Levine David M, Haynor David R, Castle John C, Stepaniants Sergey B, Pellegrini Matteo, Mao Mao, Johnson Jason M
Rosetta Inpharmatics LLC, Merck and Co, Inc, Terry Avenue North, Seattle, WA 98109, USA.
Genome Biol. 2006;7(10):R93. doi: 10.1186/gb-2006-7-10-r93. Epub 2006 Oct 17.
Interpretation of lists of genes or proteins with altered expression is a critical and time-consuming part of microarray and proteomics research, but relatively little attention has been paid to methods for extracting biological meaning from these output lists. One powerful approach is to examine the expression of predefined biological pathways and gene sets, such as metabolic and signaling pathways and macromolecular complexes. Although many methods for measuring pathway expression have been proposed, a systematic analysis of the performance of multiple methods over multiple independent data sets has not previously been reported.
Five different measures of pathway expression were compared in an analysis of nine publicly available mRNA expression data sets. The relative sensitivity of the metrics varied greatly across data sets, and the biological pathways identified for each data set are also dependent on the choice of pathway activation metric. In addition, we show that removing incoherent pathways prior to analysis improves specificity. Finally, we create and analyze a public map of pathway expression in human tissues by gene-set analysis of a large compendium of human expression data.

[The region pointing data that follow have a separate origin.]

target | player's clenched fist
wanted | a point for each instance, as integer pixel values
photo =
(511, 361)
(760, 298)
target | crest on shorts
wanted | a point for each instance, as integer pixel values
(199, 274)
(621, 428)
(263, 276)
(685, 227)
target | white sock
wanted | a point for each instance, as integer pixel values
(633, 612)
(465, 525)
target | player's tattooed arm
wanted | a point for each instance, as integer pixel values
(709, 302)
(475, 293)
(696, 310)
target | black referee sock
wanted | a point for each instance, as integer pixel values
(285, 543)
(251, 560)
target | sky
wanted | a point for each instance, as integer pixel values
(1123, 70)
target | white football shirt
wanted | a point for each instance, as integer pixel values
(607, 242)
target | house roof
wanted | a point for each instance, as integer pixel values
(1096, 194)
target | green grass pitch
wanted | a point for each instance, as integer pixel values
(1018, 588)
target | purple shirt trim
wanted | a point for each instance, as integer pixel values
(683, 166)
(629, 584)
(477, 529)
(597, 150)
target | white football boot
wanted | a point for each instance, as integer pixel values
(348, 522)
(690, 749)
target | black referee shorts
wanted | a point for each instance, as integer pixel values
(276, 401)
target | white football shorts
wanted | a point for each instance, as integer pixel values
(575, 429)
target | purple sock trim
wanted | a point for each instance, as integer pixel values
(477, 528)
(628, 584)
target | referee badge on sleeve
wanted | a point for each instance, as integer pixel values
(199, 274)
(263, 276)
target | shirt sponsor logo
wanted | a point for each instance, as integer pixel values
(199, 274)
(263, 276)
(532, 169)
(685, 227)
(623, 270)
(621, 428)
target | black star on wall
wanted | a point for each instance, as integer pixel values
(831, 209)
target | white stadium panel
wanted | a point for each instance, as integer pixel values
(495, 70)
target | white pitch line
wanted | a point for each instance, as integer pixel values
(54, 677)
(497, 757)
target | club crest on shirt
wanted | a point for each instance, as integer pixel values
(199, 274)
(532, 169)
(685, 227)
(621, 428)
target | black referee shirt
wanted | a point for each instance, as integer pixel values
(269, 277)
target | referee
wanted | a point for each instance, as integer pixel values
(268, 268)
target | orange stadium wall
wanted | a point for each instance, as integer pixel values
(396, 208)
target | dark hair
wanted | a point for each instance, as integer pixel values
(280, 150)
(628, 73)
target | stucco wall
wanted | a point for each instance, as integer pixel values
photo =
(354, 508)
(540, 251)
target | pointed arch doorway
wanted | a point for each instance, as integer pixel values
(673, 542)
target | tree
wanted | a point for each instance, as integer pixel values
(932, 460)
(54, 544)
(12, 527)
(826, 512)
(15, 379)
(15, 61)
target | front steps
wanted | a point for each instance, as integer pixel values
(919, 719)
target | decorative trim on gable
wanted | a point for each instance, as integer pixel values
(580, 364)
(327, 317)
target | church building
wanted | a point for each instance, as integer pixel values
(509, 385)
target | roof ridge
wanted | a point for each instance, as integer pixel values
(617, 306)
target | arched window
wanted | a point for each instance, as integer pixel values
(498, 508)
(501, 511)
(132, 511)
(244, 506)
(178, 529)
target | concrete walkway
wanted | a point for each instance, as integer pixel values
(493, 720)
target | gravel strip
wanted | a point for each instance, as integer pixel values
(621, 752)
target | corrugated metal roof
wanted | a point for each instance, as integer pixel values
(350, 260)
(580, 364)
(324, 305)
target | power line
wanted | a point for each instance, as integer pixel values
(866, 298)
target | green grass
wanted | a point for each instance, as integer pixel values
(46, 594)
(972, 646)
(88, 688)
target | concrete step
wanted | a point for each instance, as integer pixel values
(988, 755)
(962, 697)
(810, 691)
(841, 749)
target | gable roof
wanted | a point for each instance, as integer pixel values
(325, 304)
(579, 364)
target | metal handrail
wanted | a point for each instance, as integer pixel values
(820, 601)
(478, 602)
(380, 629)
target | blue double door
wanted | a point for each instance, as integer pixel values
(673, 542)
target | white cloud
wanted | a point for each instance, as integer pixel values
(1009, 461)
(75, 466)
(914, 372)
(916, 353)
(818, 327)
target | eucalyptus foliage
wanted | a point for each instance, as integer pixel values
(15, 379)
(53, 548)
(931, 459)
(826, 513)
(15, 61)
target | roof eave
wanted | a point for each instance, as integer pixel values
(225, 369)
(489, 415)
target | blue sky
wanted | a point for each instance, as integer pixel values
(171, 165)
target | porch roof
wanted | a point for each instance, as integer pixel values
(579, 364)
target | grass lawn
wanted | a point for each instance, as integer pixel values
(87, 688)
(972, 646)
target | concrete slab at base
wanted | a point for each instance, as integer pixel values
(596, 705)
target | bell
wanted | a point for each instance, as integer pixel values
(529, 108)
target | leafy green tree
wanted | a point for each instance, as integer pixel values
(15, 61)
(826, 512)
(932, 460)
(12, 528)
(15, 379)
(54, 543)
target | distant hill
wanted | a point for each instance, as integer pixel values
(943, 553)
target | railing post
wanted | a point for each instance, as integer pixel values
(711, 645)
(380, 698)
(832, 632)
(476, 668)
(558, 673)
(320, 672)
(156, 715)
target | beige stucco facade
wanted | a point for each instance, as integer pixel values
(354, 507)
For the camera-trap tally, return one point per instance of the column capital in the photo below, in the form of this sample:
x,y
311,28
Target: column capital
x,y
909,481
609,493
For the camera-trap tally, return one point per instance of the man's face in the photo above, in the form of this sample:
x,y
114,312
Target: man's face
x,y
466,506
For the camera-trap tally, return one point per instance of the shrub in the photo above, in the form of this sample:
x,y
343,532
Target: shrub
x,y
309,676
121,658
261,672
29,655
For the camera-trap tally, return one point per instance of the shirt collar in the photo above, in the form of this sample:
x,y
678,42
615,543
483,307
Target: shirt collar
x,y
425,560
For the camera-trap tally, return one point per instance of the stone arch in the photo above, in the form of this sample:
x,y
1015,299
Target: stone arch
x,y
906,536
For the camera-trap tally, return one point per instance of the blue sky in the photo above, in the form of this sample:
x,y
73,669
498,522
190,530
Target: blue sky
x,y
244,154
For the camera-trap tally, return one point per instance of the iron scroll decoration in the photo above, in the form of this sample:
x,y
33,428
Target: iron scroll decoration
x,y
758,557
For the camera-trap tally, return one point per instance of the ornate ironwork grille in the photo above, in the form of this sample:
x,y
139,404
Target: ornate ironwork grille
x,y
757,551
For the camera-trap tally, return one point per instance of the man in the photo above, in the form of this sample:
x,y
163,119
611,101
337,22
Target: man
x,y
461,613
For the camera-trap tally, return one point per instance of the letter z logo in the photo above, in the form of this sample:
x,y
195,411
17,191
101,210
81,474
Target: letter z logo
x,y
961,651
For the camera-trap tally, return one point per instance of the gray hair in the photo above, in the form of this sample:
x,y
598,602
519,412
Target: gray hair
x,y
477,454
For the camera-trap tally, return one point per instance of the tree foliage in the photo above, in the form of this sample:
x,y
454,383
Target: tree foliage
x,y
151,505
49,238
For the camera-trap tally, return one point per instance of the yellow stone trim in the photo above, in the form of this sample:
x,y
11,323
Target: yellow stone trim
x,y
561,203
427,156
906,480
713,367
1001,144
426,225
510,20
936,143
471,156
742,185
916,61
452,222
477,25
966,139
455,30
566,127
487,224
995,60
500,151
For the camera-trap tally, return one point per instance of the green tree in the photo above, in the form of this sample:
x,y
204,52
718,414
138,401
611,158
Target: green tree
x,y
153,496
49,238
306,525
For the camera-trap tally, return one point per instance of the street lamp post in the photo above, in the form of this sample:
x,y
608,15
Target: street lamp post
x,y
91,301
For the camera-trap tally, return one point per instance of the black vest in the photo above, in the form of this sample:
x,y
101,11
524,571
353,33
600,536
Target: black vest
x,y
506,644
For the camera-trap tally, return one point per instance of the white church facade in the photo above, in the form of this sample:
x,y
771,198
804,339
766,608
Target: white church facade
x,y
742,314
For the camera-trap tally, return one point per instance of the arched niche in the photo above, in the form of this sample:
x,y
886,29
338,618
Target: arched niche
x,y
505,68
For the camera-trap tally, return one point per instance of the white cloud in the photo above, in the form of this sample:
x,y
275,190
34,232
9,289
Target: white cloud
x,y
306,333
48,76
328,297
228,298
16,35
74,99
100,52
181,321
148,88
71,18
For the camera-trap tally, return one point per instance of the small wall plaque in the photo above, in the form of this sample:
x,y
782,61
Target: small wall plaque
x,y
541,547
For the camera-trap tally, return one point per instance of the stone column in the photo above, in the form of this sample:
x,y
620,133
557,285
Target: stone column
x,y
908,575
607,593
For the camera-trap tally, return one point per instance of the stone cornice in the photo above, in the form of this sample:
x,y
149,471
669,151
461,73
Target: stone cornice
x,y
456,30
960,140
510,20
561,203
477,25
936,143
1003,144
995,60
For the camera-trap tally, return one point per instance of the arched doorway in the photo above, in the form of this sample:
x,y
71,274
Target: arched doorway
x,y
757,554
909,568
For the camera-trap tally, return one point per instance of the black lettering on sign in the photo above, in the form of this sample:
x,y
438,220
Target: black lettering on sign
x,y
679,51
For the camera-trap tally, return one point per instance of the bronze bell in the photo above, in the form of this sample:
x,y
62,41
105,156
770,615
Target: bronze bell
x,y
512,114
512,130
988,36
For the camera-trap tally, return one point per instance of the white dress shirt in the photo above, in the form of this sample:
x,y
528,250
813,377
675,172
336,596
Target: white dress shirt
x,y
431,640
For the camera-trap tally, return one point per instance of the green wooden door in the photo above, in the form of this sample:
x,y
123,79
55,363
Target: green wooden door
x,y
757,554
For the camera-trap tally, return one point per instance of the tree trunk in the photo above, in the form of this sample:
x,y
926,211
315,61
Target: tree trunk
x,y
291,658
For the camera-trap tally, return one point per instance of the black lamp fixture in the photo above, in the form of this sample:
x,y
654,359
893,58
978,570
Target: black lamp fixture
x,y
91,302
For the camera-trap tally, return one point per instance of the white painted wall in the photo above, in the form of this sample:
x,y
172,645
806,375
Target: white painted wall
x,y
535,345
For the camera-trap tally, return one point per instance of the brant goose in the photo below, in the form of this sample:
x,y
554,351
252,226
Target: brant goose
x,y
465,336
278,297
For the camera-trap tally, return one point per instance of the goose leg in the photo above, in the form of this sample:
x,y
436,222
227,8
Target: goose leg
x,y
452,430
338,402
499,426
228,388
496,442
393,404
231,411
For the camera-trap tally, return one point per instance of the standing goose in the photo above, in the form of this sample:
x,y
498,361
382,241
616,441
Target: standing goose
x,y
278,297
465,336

We show that both the detection sensitivity and identity of pathways significantly perturbed in a microarray experiment are highly dependent on the analysis methods used and how incoherent pathways are treated. Analysts should thus consider using multiple approaches to test the robustness of their biological interpretations. We also provide a comprehensive picture of the tissue distribution of human gene pathways and a useful public archive of human pathway expression data.
解读表达发生改变的基因或蛋白质列表是微阵列和蛋白质组学研究中关键且耗时的部分,但从这些输出列表中提取生物学意义的方法却相对较少受到关注。一种有效的方法是检查预定义的生物途径和基因集的表达情况,例如代谢和信号传导途径以及大分子复合物。尽管已经提出了许多测量途径表达的方法,但此前尚未有关于在多个独立数据集上对多种方法的性能进行系统分析的报道。
在对九个公开可用的mRNA表达数据集的分析中,比较了五种不同的途径表达测量方法。这些指标的相对敏感性在不同数据集之间差异很大,并且为每个数据集确定的生物途径也取决于途径激活指标的选择。此外,我们表明在分析之前去除不连贯的途径可提高特异性。最后,我们通过对大量人类表达数据的基因集分析,创建并分析了人类组织中途径表达的公共图谱。
我们表明,在微阵列实验中显著受干扰的途径的检测敏感性和识别都高度依赖于所使用的分析方法以及如何处理不连贯的途径。因此,分析人员应考虑使用多种方法来测试其生物学解释的稳健性。我们还提供了人类基因途径组织分布的全面情况以及人类途径表达数据的有用公共存档。